冬木空は確かに彼女に有効な証拠を渡していなかった。開廷前夜に電話で無罪弁護を進めるよう伝え、彼女の事件の後処理にもう少し時間が必要で、控訴審で本格的に動くと言った。

彼女は冬木空を信じていた。なぜかはわからないが、ただ信じていた。

おそらく前世で安心感を与えられたからだろう。

それだけ単純なことで、彼女は転生後、彼に心を決めたのだ!

彼女は車に乗って法廷へ向かった。道中はとても静かだった。

鈴木友道は運転しながら何度か話しかけようとしたが、鈴木知得留が一言も発しないため結局何も言わず、車はすぐに法廷の正門前に停まった。

車を降りると、大勢の記者が一斉に押し寄せてきた。

鈴木知得留の一瞥で、道明寺華は素早く彼女の前に立ち、記者たちを掻き分けながら、彼女を法廷内へと護送した。

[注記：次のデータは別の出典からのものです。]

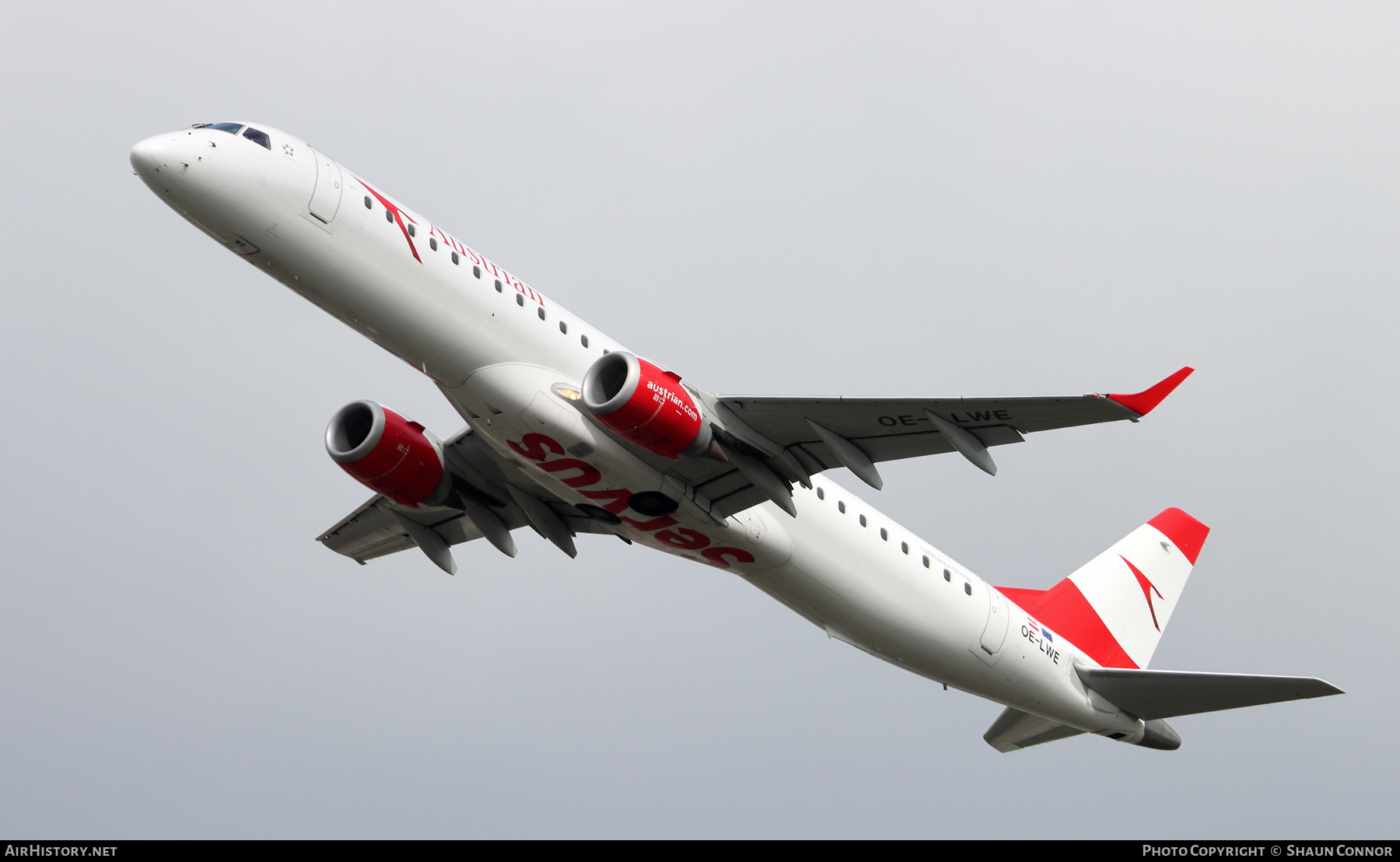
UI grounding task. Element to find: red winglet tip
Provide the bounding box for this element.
[1109,365,1195,415]
[1148,508,1211,566]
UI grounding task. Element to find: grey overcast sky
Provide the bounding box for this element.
[0,2,1400,838]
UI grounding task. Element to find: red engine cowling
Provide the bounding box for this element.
[583,350,711,459]
[326,401,445,508]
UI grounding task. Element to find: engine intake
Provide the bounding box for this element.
[326,401,448,508]
[583,350,711,459]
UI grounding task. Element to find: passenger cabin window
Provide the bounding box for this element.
[243,126,271,149]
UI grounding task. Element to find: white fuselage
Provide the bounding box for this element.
[131,126,1143,741]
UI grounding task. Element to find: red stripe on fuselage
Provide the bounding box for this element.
[997,578,1137,669]
[354,177,423,257]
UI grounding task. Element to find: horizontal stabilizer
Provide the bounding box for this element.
[1075,666,1342,720]
[982,706,1083,752]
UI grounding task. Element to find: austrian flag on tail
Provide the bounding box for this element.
[1001,510,1209,668]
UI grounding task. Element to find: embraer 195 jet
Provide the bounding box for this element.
[131,123,1340,752]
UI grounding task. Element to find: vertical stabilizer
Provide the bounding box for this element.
[999,510,1211,668]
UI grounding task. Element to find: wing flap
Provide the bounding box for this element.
[317,494,481,562]
[1075,666,1342,720]
[982,706,1083,753]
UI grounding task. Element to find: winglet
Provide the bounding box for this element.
[1109,365,1195,415]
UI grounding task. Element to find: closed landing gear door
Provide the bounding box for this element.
[311,149,340,224]
[971,587,1008,668]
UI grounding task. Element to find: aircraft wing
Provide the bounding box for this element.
[658,368,1193,518]
[317,428,627,573]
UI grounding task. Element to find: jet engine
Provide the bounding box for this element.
[583,350,712,459]
[326,401,451,508]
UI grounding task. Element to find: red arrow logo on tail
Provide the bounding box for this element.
[1118,554,1166,631]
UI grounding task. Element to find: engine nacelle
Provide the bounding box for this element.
[326,401,450,508]
[583,350,712,459]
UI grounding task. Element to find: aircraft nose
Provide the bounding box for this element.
[131,135,170,179]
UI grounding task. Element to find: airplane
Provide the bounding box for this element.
[130,121,1341,752]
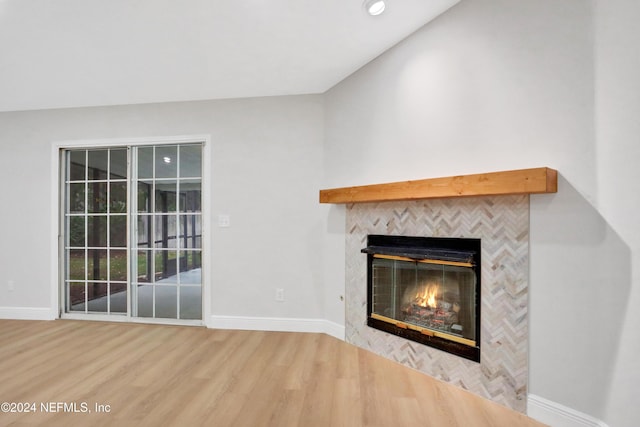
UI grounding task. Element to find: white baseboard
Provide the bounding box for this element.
[207,316,344,340]
[527,394,608,427]
[0,307,56,320]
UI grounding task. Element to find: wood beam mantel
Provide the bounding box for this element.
[320,167,558,204]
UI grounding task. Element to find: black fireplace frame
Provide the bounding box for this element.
[362,234,482,363]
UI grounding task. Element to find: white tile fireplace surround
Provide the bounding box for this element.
[345,195,529,412]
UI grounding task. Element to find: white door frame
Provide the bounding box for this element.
[50,135,213,327]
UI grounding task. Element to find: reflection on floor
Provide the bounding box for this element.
[71,268,202,320]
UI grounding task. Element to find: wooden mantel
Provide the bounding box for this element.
[320,167,558,204]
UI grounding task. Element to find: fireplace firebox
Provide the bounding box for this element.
[362,235,481,362]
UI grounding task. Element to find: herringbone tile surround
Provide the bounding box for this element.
[346,196,529,412]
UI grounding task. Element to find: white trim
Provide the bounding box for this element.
[52,134,213,324]
[0,307,56,320]
[527,394,608,427]
[207,315,344,340]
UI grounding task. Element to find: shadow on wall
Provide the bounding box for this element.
[529,176,631,419]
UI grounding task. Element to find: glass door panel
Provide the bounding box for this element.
[64,148,129,315]
[63,144,202,320]
[132,144,202,319]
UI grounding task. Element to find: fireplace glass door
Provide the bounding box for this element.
[362,235,481,362]
[371,255,476,346]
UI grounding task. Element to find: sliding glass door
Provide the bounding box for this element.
[63,144,202,320]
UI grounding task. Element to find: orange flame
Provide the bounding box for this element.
[414,285,438,308]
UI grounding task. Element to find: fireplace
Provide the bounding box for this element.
[362,235,481,362]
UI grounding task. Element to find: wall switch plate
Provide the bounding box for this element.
[218,214,231,227]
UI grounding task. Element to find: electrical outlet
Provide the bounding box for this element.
[218,214,231,227]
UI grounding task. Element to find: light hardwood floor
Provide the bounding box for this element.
[0,320,542,427]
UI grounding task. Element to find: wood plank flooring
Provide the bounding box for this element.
[0,320,542,427]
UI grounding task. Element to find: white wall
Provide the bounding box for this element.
[0,96,328,324]
[595,0,640,426]
[324,0,640,426]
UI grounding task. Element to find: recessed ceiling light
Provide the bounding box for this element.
[364,0,386,16]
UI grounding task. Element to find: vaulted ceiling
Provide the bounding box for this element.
[0,0,459,111]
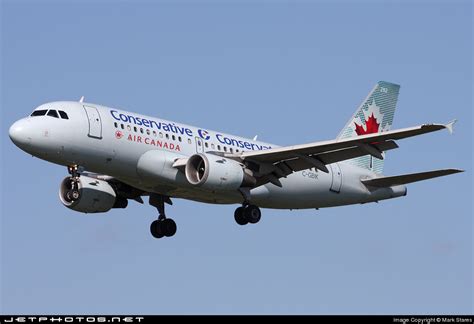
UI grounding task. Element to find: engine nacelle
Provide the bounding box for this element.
[59,176,128,213]
[185,153,255,190]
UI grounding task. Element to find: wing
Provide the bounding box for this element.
[361,169,464,188]
[225,120,455,186]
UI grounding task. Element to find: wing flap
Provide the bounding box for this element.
[361,169,464,187]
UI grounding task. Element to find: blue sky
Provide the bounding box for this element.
[0,1,473,314]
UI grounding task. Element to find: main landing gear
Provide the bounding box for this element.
[234,203,262,225]
[150,194,177,238]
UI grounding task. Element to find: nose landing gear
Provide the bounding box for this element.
[150,194,177,238]
[234,203,262,225]
[64,165,81,202]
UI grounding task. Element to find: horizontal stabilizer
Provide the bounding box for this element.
[361,169,464,187]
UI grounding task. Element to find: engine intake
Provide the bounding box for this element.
[185,154,256,190]
[59,176,128,213]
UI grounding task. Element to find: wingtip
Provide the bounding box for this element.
[444,119,458,134]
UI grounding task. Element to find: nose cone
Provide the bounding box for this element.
[8,119,31,148]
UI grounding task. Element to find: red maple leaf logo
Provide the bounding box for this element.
[354,113,380,135]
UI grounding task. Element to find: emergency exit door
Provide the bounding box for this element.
[330,163,342,192]
[84,106,102,139]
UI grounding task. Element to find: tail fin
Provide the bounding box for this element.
[337,81,400,174]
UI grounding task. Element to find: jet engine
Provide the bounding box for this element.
[185,154,256,190]
[59,175,128,213]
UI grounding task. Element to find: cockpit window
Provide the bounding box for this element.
[48,110,59,118]
[30,110,47,117]
[58,110,69,119]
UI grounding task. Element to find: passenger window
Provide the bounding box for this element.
[48,110,59,118]
[30,110,47,117]
[58,110,69,119]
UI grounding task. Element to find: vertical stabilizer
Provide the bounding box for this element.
[337,81,400,174]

記者が多かったため、鈴木知得留一行の歩みは滞りがちだった。

「鈴木さん、今回の事件について何かお話しいただけますか?」ある記者が尋ねた。

鈴木知得留は答えたくなかった。

話すことなど何もなかったからだ。

「鈴木さん、実の妹を毒殺しようとしたことを後悔していますか?」

「鈴木さん、今回どれくらいの刑期になると思いますか?」

鈴木知得留は相変わらず無視を続けた。

「鈴木さん、冬木家があなたの悪行により婚約を解消しようとしているという噂がありますが、これについてどう思われますか?」

「鈴木さん、以前の記者会見で田村厚とは感情がないと言い、むしろ冬木若旦那と相思相愛だと話されましたが、実際はすべて嘘だったのではないですか?」

鈴木知得留は法廷の入り口まで来て、スムーズに入れるはずだったが、この時突然足を止めた。質問した記者の方を振り向いた。

記者たちも一瞬静まり返り、フラッシュが彼女の白い頬に絶え間なく照らされた。

鈴木知得留は質問した記者に向かって、一字一句はっきりと言った。「これは一度だけ言います。よく覚えておいてください!」

場内が静まり返った。

鈴木知得留は再び口を開いた。「私は田村厚なんか好きじゃない。私は、冬木、空を、愛して、います!」

後半の五文字は、一文字ずつ区切って、力強く響き渡った。

言い終わると、記者たちの反応を待たずに大股で法廷に入り、開廷を待った。